The first plant (the grassy one) is _Sagittaria subulata_. 
http://www.aquaticplantcentral.com/...ails.php?id=77&category=genus&spec=Sagittaria

The second is a _Cryptocoryne_, possibly _C. pontideriifolia_. 
http://www.aquaticplantcentral.com/...s.php?id=155&category=genus&spec=Cryptocoryne

It looks like you really need to embark on a solid fertilization plan. We can help.


----------



## cchrisc (Oct 3, 2008)

I'm currently using Tom Barr's method. What do you recommend?


----------



## Zapins (Jul 28, 2004)

If your current method is working for you, you should keep it up. No use fixing something that isn't broken


----------



## Cavan Allen (Jul 22, 2004)

The crypt isn't supposed to look like that; much more iron and micro nutrient fertilization is needed.


----------



## chagovatoloco (Nov 17, 2007)

I have been helping with this tank since it started. He has a good substrate and the tank get's full ei dosing. It has flourish added three times a week and no other plant is showing a nutrient deficiency. This plant is well and healthy I just think we have the wrong Id, it puts off new leafs and had been growing for well over a month or so in this aquarium. I tried to Id it but I couldn't find anything close, has any one seen any thing close to it?


----------



## Cavan Allen (Jul 22, 2004)

It may be otherwise healthy, but it's chloritic. I suggest more iron.


----------



## chagovatoloco (Nov 17, 2007)

Dose this plant have high Iron requirements?


----------



## Cavan Allen (Jul 22, 2004)

Not particularly, no. You could increase the Flourish and/or add some Flourish Iron or perhaps give it a Flourish Tab, Multi Bottom or something similar. The tank looks healthy otherwise. It just needs a little bit of a boost in terms of micros.


----------



## hooha (Apr 21, 2005)

If you feel that the dosing is good for the rest of the plants, I'd keep it for now and try a root tab underneath the crypt. Update us if there's any change in the growth pattern


----------



## cchrisc (Oct 3, 2008)

I will. Thanks for all the input.


----------



## edwardn (Nov 8, 2008)

One has to take under consideration an aspect of antagonisms between particular elements in plant nutrition. An excess of some nutrients can cause deficiency of another.
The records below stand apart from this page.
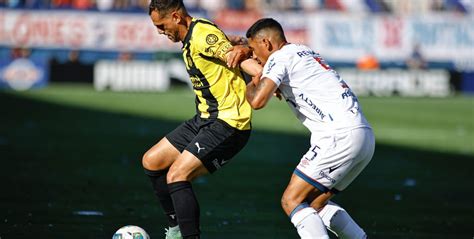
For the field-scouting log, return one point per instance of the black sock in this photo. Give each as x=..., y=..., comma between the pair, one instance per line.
x=187, y=208
x=160, y=186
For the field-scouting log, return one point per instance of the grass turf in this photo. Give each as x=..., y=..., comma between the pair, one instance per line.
x=66, y=149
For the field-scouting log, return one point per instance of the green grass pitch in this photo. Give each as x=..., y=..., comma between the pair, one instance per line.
x=68, y=149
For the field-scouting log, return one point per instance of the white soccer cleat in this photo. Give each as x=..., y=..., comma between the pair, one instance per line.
x=173, y=233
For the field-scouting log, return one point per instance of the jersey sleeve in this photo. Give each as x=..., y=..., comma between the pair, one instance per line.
x=276, y=68
x=212, y=42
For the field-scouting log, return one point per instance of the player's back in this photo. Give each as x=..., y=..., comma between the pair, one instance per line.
x=316, y=93
x=220, y=90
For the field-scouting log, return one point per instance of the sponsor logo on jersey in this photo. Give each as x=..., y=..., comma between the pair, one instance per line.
x=216, y=163
x=305, y=53
x=324, y=175
x=211, y=39
x=199, y=147
x=313, y=106
x=270, y=64
x=196, y=81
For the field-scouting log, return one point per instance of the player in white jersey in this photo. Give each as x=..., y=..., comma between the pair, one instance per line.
x=342, y=142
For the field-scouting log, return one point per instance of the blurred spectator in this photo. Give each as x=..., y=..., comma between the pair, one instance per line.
x=368, y=62
x=61, y=3
x=20, y=52
x=356, y=6
x=83, y=4
x=125, y=56
x=416, y=59
x=333, y=5
x=310, y=5
x=105, y=5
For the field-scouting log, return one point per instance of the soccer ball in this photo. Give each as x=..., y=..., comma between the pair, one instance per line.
x=131, y=232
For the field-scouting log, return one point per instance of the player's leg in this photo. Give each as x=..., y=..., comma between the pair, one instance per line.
x=334, y=216
x=182, y=172
x=213, y=147
x=157, y=160
x=305, y=218
x=338, y=221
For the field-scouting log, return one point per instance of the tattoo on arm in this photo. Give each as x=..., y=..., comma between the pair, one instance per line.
x=251, y=90
x=261, y=85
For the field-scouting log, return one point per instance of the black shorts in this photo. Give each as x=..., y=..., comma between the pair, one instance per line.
x=214, y=142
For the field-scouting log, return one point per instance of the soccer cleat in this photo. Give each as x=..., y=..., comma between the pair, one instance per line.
x=173, y=233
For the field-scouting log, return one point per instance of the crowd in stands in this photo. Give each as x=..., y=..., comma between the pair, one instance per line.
x=211, y=6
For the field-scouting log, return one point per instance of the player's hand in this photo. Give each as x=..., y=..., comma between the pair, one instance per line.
x=256, y=79
x=237, y=40
x=277, y=94
x=237, y=54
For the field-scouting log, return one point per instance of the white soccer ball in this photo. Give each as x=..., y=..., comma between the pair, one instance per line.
x=131, y=232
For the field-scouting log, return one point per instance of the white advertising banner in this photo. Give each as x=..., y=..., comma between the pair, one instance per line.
x=390, y=82
x=441, y=37
x=82, y=30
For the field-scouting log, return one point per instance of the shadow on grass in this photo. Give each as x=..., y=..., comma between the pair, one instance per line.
x=60, y=162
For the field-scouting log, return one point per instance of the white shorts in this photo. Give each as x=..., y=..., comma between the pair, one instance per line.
x=334, y=161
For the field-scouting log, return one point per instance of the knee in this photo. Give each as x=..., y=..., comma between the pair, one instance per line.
x=176, y=175
x=289, y=202
x=147, y=161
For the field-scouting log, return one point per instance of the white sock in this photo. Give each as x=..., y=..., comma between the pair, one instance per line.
x=338, y=221
x=309, y=224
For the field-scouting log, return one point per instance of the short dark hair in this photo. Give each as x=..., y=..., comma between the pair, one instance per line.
x=165, y=6
x=265, y=23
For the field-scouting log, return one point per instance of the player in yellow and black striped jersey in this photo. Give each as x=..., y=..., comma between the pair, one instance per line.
x=218, y=131
x=220, y=90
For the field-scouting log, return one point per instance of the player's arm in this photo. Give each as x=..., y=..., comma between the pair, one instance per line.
x=219, y=47
x=259, y=92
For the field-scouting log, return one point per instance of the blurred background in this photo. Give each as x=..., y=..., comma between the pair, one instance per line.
x=384, y=47
x=87, y=86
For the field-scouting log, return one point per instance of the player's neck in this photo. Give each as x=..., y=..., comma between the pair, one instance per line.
x=185, y=29
x=282, y=44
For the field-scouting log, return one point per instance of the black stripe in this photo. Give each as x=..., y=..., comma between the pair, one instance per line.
x=193, y=71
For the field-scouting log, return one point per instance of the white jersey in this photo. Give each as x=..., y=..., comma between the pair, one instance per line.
x=321, y=100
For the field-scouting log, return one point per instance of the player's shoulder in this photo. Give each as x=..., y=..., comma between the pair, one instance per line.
x=284, y=53
x=204, y=25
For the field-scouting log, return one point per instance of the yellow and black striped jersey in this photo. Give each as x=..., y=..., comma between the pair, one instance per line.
x=220, y=90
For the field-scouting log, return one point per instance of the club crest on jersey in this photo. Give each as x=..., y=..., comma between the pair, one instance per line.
x=211, y=39
x=270, y=65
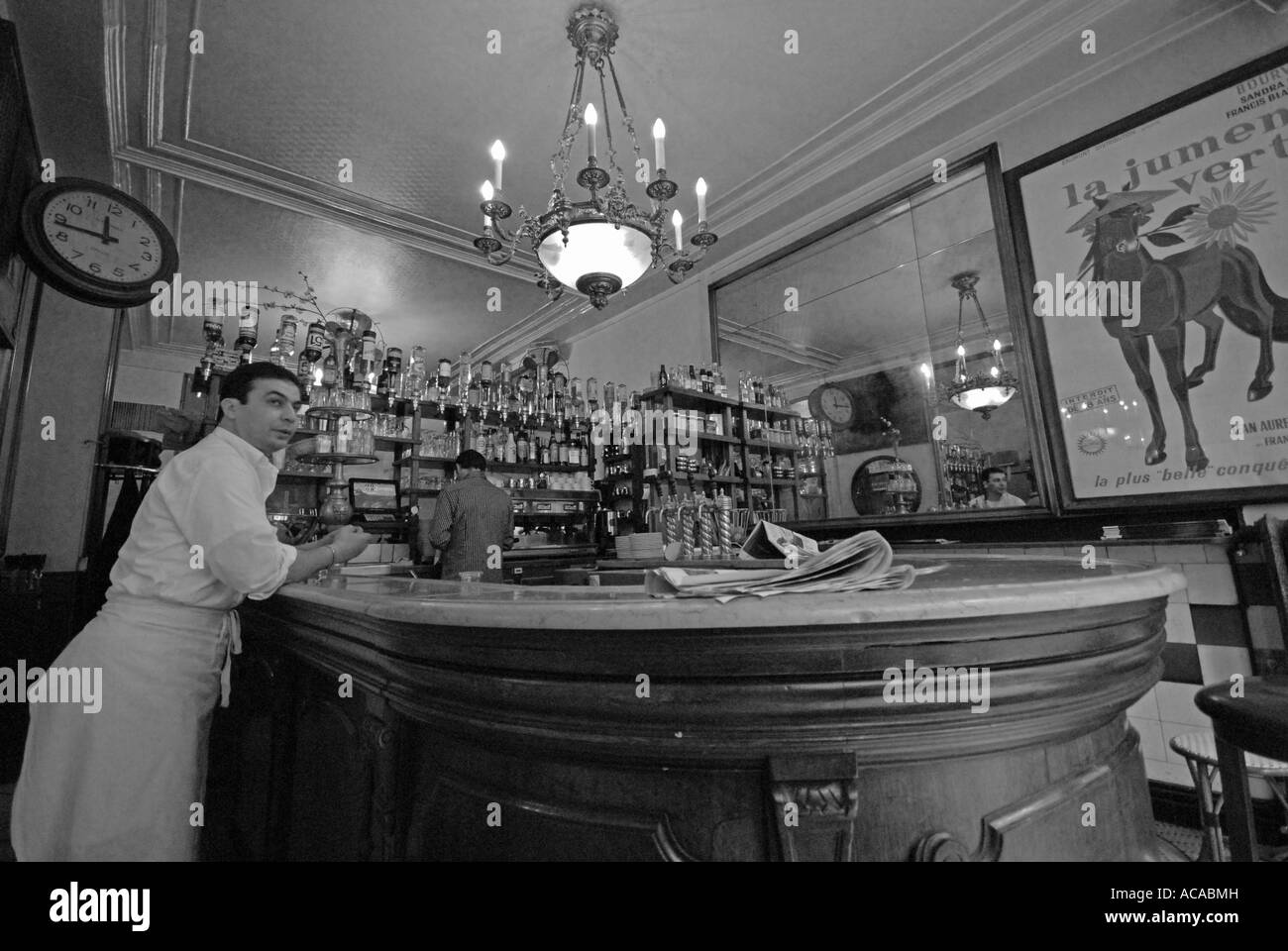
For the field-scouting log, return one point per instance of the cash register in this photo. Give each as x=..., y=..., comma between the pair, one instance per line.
x=376, y=506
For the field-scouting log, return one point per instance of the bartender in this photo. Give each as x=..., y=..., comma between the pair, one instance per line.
x=127, y=783
x=472, y=517
x=995, y=491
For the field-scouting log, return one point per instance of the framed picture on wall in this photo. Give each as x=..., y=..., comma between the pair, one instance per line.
x=1154, y=254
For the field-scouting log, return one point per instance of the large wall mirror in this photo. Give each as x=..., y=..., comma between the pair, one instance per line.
x=866, y=328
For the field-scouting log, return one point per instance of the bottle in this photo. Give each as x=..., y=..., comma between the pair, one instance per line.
x=330, y=368
x=248, y=331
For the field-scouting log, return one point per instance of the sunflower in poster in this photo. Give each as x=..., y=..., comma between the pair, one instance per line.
x=1216, y=281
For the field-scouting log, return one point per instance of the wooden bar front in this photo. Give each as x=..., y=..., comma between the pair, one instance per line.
x=402, y=719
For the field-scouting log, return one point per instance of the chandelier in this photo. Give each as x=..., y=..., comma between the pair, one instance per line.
x=982, y=392
x=604, y=243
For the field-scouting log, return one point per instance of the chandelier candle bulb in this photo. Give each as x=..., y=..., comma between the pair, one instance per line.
x=487, y=191
x=497, y=158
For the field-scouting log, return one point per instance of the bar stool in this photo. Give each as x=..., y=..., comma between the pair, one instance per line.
x=1198, y=749
x=1253, y=723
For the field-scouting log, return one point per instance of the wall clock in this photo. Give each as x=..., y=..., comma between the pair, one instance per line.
x=95, y=244
x=835, y=405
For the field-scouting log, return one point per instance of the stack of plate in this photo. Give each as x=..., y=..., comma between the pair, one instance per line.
x=640, y=545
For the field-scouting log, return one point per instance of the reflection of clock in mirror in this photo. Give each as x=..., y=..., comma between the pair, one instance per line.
x=835, y=405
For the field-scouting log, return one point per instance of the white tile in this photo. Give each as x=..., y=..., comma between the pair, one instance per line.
x=1150, y=737
x=1176, y=703
x=1180, y=624
x=1220, y=663
x=1180, y=555
x=1211, y=583
x=1175, y=774
x=1263, y=626
x=1145, y=707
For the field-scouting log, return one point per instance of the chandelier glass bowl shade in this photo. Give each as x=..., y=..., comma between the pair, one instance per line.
x=601, y=243
x=987, y=389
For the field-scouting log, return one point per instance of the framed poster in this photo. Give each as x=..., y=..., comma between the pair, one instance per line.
x=1154, y=253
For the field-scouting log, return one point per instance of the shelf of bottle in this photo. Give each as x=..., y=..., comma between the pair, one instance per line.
x=759, y=409
x=698, y=476
x=687, y=398
x=535, y=467
x=408, y=461
x=336, y=411
x=336, y=458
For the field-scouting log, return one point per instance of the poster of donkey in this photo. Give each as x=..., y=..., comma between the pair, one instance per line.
x=1159, y=282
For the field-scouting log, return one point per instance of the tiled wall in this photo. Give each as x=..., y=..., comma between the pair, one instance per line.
x=1224, y=622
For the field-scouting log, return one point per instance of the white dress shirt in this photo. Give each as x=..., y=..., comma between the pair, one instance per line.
x=211, y=495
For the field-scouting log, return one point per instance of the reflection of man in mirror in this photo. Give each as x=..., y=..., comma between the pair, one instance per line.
x=995, y=491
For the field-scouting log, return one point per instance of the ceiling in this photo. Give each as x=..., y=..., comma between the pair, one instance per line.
x=239, y=147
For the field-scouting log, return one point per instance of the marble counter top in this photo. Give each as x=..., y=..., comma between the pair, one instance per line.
x=967, y=586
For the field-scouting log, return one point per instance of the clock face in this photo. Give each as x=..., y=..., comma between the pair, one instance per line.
x=837, y=405
x=102, y=238
x=95, y=243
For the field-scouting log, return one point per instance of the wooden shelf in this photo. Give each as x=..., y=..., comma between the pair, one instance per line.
x=408, y=461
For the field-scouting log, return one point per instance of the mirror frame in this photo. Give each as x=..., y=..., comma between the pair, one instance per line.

Excess .......... Deficiency

N .......... K
K .......... N, Ca, Mg
Na .......... K, Ca, Mg
Ca .......... Mg, B 
Mg .......... Ca
Fe .......... Mn 
Mn .......... Fe

Now, that you have another angle to resolve your, obviously, nutritional problem ( to this, muddle your picture with pH and water temperature, as well as particurality of this plant), go figure...


----------



## davemonkey (Mar 29, 2008)

All of the crypts I've had so far have done much better when I've put root tabs under them.

-Dave


----------